Setiap saat, proses ini diakui oleh kaum libertarian, contohnya argumen yang dikemukakan IWW bahwa “(p)ekerja tak lagi diklasifikasikan melalui perbedaan dalam ketrampilan dagang, namun majikan menentukannya sesuai dengan mesin yang ia kerjakan. Pembagian ini, yang tidak menunjukkan perbedaan-perbedaan dalam ketrampilan atau kepentingan di antara pekerja, dipaksakan oleh majikan sehingga terjadi persaingan antar pekerja serta mereka terpacu untuk mengerahkan tenaga sebesar-besarnya di pabrik, dan bahwa semua perlawanan terhadap kapitalis akan dilemahkan oleh perbedaan artifisial.” (dikutip oleh Katherine Stone, op.cit., ha.157) Karena itulah kaum anarkis dan sindikalis mengusulkan , serta membangun, serikat industrial– suatu serikat untuk setiap tempat kerja dan industri –untuk menentang pembagian kerja tersebut dan melawan tirani kapitalis dengan efektif.

Tal perlu diungkapkan, rencana busuk manajemen seprti itu tak pernah berakhir dalam jangka panjang maupun kerja total dalam jangka pendek– yang menjelaskan mengapa manajemen hierarkis terus berlangsung, seperti halnya penurunan ketrampilan teknologis (pekerja selalu menemukan cara dalam menggunakan teknologi baru untuk meningkatkan kekuatan mereka dalam tempat kerja sehingga merusak keputusan manajemen demi keuntunngan mereka sendiri).

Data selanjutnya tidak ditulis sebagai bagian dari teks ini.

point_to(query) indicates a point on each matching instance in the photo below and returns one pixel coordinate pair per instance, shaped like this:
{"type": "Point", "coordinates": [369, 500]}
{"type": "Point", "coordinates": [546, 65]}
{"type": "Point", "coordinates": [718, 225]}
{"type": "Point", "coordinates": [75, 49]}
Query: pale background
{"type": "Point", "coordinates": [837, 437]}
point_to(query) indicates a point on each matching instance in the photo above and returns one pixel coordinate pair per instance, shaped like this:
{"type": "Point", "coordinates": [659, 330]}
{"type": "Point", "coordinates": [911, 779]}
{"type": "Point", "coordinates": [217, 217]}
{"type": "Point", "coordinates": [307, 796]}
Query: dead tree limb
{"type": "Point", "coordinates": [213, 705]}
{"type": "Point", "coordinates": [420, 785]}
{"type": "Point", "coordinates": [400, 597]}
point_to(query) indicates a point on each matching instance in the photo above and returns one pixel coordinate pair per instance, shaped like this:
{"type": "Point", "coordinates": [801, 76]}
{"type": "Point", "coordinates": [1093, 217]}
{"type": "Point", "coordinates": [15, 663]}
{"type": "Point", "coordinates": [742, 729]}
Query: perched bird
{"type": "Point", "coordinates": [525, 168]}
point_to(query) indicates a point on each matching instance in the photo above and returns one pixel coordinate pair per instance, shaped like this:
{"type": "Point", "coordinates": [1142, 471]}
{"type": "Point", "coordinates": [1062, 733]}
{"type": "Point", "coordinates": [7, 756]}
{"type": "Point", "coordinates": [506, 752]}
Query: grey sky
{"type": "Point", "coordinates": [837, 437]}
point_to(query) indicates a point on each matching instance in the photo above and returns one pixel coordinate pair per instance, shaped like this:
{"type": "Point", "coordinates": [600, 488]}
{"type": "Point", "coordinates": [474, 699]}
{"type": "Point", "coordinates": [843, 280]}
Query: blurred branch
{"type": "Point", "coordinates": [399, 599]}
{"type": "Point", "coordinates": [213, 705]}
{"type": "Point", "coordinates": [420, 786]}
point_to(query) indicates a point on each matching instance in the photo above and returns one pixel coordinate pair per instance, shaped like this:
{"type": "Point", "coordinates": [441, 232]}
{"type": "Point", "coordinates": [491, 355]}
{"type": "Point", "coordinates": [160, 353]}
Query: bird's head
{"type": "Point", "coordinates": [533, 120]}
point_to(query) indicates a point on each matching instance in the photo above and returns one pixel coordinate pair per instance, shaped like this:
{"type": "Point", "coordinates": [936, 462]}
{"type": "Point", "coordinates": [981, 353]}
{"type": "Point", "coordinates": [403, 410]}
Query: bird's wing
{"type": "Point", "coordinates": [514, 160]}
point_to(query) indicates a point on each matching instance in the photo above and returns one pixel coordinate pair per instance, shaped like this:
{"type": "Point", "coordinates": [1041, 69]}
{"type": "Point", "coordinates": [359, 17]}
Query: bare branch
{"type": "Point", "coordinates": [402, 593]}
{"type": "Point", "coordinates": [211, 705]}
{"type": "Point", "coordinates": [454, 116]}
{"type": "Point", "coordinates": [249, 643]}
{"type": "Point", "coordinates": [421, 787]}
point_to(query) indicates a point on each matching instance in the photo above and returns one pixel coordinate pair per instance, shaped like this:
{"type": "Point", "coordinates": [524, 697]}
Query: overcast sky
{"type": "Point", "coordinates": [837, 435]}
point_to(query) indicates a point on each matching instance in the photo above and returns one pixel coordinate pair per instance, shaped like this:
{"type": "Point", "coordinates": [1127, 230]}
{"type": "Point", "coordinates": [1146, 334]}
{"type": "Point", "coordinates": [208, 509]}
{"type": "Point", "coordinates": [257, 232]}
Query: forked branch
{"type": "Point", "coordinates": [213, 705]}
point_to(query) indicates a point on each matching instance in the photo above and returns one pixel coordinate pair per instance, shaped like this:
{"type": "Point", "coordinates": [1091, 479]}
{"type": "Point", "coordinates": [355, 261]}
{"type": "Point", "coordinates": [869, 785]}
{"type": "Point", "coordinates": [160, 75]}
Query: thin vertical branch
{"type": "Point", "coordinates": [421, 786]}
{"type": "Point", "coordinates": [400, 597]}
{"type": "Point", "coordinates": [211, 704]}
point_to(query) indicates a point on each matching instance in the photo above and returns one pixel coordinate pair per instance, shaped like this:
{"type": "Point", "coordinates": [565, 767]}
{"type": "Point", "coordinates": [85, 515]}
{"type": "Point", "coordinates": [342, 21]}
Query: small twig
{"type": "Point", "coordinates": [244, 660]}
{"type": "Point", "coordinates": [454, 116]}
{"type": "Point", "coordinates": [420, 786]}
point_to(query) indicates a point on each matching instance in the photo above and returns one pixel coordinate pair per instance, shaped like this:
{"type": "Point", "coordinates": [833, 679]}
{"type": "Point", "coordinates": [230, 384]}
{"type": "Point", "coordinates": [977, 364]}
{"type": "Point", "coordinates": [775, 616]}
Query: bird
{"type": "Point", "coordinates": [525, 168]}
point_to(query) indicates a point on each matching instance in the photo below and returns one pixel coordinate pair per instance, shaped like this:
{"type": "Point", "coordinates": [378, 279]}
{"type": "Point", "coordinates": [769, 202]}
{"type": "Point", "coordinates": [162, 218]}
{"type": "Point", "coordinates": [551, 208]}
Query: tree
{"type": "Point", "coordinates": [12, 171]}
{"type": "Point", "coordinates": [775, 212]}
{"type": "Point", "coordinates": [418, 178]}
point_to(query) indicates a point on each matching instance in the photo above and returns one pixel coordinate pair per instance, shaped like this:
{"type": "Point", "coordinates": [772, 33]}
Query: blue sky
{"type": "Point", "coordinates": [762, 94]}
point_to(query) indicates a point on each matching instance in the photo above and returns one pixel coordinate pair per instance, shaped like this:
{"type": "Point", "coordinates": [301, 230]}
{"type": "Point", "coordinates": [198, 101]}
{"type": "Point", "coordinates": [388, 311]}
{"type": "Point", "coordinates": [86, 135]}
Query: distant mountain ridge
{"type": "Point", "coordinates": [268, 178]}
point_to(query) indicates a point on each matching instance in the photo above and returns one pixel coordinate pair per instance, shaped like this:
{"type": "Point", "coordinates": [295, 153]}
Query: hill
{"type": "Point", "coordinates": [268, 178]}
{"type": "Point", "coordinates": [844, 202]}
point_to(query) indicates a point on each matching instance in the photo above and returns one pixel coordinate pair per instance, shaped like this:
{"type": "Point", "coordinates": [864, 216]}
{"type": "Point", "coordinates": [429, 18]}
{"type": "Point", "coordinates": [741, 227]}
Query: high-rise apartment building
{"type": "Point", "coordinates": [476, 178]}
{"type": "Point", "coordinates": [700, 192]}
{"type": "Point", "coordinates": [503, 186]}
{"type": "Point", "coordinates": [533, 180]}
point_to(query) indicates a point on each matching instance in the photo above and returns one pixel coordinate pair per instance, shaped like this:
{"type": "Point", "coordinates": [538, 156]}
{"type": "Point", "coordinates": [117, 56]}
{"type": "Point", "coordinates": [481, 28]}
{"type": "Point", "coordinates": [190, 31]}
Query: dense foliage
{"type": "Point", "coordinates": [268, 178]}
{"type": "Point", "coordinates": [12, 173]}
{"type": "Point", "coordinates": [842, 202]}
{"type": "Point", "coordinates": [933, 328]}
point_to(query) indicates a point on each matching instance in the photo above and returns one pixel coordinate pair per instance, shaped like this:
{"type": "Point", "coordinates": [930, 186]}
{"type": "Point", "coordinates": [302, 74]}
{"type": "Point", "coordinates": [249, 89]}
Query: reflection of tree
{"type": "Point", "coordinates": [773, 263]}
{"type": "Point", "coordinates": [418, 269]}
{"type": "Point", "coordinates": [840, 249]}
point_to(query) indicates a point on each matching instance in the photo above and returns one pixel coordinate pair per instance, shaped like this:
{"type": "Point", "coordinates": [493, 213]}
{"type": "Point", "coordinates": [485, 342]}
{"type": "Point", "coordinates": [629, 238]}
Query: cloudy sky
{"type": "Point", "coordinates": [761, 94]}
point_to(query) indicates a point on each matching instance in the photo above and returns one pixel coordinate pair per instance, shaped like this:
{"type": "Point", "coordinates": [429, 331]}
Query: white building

Proses yang menurunkan ketrampilan pekerja ini ditunjang oleh banyak faktor– perlindungan negara untuk pasar [dalam bentuk tarif dan peraturan pemerintah– “kemajuan dalam inovasi teknologis berawal di bidang persenjataan, di mana memastikan justifikasi peraturan pemerintah untuk investasi dengan ongkos tetap (fixed cost) yang tinggi”]; penggunaan “kekuatan ekonomi dan politik (oleh kapitalis Amerika) untuk memberangus dan mencerai beraikan usaha buruh untuk menegaskan kontrol dari lantai pabrik”; dan “penindasan, yang didorong dan didanai baik oleh swata maupun publik, untuk menghilangkan elemen-elemen radikal (dan harus dicatat seringkali termasuk elemen-elemen yang tidak terlalu radikal) dalam gerakan buruh Amerika”. (William Lazonick, Competitive Advantage on the Shop Floor, hal 218, hal 363). Jadi, bantuan negara memainkan peran kunci dalam menghancurkan kontrol pekerja dalam industri, dan juga sumber finansal yang besar bagi kapitalis sama dengan pekerja. Dengan serita yang usang ini kita dapati “banyak, jika bukan sebagian besar, manajer Amerika  enggan untuk mengembangkan ketrampilan (dan inisiatif) di lantai pabrik karena adanya ketakutan kehilangan kontrol terhadap arus kerja”. (William Lazonick, Organisation and Technology in Capitalist Development, hal 279-280) Karena terdapat perbedaan ketrampilan dalam masyarakat, (dan tentu saja dalam tempat kerja) hal ini memiliki arti bahwa kapitalisme telah memilih memperkenalkan percampuran teknologi dan manusia yang menjadikan pengetahuan berharga, pengalaman, dan ketrampilan sebagai seauatu yang tidak efisien dan tidak berguna.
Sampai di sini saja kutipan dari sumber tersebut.